事業環境が良かったことに加え、継続的な原価管理の徹底、現場サポート体制の強化などの利益改善施策の効果により、売上総利益率は前期比0.6ポイントアップの15.5%となり、売上総利益は32,110百万円(前期比1.3%増)となった。後述する中期経営計画“Century 2025”Phase2初年度(2020年3月期)の当初目標は売上総利益率15.0%であったが、この目標を大きく達成した点は評価に値するだろう。
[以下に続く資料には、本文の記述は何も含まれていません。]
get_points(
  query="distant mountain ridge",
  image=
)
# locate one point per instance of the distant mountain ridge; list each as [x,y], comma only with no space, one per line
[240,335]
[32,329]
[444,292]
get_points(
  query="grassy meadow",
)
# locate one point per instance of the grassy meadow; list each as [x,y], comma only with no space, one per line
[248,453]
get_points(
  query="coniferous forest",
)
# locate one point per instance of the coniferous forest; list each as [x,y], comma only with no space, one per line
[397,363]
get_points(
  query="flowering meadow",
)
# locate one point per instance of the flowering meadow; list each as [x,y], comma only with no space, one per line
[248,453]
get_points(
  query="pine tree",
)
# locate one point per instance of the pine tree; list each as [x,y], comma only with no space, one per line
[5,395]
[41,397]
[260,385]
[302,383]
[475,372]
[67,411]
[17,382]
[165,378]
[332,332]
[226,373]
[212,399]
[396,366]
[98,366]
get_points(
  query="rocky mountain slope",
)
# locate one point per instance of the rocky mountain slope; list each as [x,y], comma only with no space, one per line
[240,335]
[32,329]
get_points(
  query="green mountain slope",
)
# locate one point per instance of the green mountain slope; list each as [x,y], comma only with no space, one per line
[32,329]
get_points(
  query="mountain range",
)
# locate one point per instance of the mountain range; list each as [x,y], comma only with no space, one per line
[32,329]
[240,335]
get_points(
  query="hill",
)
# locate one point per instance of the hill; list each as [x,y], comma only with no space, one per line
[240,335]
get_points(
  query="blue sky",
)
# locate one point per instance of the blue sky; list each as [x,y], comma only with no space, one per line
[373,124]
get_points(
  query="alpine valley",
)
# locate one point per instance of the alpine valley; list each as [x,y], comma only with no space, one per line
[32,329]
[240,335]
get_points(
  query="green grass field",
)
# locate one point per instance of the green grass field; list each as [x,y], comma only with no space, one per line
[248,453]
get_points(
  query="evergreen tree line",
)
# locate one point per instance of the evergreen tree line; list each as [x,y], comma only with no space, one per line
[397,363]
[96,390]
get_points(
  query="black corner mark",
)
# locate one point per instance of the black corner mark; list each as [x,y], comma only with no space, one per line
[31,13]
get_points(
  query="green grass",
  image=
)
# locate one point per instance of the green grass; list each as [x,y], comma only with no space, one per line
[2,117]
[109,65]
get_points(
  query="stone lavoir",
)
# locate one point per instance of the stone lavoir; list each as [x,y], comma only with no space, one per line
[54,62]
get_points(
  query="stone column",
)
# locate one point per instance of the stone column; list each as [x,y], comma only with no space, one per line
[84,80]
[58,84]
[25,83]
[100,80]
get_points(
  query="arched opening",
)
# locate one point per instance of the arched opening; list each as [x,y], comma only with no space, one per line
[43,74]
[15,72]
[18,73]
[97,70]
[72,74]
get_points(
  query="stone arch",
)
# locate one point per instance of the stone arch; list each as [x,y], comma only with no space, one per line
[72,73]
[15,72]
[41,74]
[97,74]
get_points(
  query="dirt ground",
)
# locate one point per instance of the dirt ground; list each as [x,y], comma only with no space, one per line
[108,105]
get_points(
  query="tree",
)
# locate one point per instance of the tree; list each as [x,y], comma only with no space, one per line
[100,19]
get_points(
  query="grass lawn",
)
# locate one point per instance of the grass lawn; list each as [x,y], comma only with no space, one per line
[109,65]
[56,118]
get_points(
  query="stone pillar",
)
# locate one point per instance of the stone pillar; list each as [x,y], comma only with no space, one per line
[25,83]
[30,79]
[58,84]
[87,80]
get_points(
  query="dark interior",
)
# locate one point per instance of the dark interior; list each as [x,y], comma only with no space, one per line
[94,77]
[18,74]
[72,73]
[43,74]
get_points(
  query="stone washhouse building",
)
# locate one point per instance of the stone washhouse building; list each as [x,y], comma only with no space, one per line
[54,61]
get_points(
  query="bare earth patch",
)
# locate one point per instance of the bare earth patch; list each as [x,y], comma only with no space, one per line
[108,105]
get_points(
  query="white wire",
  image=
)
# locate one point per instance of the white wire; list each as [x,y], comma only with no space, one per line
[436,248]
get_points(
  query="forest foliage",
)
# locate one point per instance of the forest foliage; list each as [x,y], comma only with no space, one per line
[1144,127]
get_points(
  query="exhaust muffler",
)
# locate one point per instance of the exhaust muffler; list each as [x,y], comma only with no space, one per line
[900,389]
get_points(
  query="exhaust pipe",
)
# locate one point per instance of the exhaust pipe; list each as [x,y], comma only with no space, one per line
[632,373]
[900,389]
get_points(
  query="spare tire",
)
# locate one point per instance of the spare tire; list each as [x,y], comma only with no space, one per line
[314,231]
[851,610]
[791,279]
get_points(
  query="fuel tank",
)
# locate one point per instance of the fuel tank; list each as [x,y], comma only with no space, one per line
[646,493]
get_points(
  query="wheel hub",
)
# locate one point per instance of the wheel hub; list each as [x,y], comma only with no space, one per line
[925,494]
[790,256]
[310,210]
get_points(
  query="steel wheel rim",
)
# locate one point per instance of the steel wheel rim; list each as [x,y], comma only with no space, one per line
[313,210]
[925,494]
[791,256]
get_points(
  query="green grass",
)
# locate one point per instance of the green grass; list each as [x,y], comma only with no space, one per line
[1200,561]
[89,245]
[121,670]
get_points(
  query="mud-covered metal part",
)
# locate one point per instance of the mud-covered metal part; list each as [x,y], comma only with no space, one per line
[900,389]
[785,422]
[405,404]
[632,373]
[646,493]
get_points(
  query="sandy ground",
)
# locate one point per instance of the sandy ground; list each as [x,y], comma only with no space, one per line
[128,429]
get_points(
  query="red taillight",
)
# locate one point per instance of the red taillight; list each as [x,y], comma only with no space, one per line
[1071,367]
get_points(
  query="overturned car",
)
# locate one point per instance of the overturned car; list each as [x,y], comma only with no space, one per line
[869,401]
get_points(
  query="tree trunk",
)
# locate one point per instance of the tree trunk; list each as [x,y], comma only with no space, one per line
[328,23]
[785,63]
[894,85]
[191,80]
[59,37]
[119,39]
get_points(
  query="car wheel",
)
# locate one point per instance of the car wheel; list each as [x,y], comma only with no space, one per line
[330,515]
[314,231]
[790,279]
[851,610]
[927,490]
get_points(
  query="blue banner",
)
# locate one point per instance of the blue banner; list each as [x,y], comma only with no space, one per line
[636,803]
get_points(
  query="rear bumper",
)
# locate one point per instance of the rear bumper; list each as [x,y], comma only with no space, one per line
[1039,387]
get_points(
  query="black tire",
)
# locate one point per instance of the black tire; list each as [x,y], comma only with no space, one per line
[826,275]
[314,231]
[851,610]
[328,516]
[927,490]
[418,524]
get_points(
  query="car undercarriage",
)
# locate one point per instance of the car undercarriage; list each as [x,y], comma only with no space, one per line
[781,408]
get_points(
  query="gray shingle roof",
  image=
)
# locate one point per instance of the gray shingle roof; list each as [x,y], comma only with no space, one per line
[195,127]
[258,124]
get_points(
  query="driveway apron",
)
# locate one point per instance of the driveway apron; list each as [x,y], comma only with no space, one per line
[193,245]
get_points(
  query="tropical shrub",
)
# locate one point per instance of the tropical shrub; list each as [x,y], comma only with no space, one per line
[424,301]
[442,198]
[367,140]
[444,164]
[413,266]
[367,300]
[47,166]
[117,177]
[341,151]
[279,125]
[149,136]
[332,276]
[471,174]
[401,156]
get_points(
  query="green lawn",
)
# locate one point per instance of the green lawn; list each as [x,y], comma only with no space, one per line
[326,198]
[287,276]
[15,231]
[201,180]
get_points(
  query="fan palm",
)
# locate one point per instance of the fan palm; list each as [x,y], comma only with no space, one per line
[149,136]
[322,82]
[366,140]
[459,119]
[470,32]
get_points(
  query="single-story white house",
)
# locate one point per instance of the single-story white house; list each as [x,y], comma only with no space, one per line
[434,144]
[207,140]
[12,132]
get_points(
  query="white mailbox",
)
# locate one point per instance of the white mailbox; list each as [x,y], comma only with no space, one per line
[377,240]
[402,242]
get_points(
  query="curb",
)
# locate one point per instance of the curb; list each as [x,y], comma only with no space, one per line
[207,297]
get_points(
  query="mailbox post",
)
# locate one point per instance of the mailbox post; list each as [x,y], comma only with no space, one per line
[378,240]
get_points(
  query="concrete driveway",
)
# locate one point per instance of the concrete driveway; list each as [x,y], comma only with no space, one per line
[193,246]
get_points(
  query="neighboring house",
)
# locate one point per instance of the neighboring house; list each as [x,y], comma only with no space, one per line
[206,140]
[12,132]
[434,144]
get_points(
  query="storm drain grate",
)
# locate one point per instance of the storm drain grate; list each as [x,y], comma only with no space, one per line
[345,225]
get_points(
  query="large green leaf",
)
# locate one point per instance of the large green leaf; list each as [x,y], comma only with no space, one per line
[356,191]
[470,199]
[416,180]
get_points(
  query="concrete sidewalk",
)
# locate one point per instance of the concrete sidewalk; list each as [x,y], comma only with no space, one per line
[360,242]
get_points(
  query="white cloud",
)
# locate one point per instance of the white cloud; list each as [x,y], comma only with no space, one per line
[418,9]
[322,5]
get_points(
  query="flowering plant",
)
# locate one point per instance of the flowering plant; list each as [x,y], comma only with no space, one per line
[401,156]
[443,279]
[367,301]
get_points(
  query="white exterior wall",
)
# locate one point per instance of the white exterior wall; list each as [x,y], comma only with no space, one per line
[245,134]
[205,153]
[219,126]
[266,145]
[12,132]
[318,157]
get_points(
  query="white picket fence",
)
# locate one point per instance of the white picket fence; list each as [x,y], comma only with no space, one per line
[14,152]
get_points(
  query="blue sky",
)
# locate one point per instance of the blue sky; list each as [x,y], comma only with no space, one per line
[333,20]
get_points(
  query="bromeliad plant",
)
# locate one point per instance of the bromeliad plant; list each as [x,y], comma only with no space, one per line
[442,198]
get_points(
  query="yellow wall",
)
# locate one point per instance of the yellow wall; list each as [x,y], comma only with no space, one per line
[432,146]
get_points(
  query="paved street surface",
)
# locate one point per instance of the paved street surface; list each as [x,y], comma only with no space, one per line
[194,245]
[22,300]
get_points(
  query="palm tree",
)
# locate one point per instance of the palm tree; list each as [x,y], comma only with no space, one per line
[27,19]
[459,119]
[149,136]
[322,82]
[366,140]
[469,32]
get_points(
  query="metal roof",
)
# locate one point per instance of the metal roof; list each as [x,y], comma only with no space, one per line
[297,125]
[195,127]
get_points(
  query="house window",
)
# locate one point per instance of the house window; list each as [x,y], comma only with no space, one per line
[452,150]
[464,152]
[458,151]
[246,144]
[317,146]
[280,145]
一方で販管費は、STeP<Sanki Techno Park>計画完了に伴う減価償却費増などにより21,436百万円(前期比1.9%増、同389百万円増)となった。減収となったことから、対売上高比率は前期の9.9%から10.3%へ上昇したが、売上総利益の増加により、営業利益は前期比で増益を維持した。

受注高については、建築設備の受注高は前期比では減少となったが絶対的な水準は依然として高い。プラント設備の受注高は、機械システム事業は前期比で減少となったが、環境システム事業は大型案件を受注したことなどもあり前期比11.7%増となった。その結果、受注高合計は同10.6%減の194,018百万円となったが、水準としては高いと言える。また、次期繰越高は前年同期末比8.9%減の136,163百万円となり、依然として手持ち工事高は豊富であると言える。

(2) セグメント別損益状況

建築設備事業の売上高は171,501百万円(前期比4.3%減)となった。サブセグメント別では、ビル空調衛生は前期比1.1%減の70,756百万円となった。産業空調は67,736百万円(同7.8%減)と前期比では減収となったが、前期に大型案件が計上されたことによる影響が大きく、前々期(2018年3月期、46,556百万円)に比べれば依然として水準は高い。電気は同5.7%減の21,889百万円となり前期比では減収だが、絶対水準としては20,000百万円超を維持しており好調と言える。ファシリティシステムは同0.8%増の11,119百万円となった。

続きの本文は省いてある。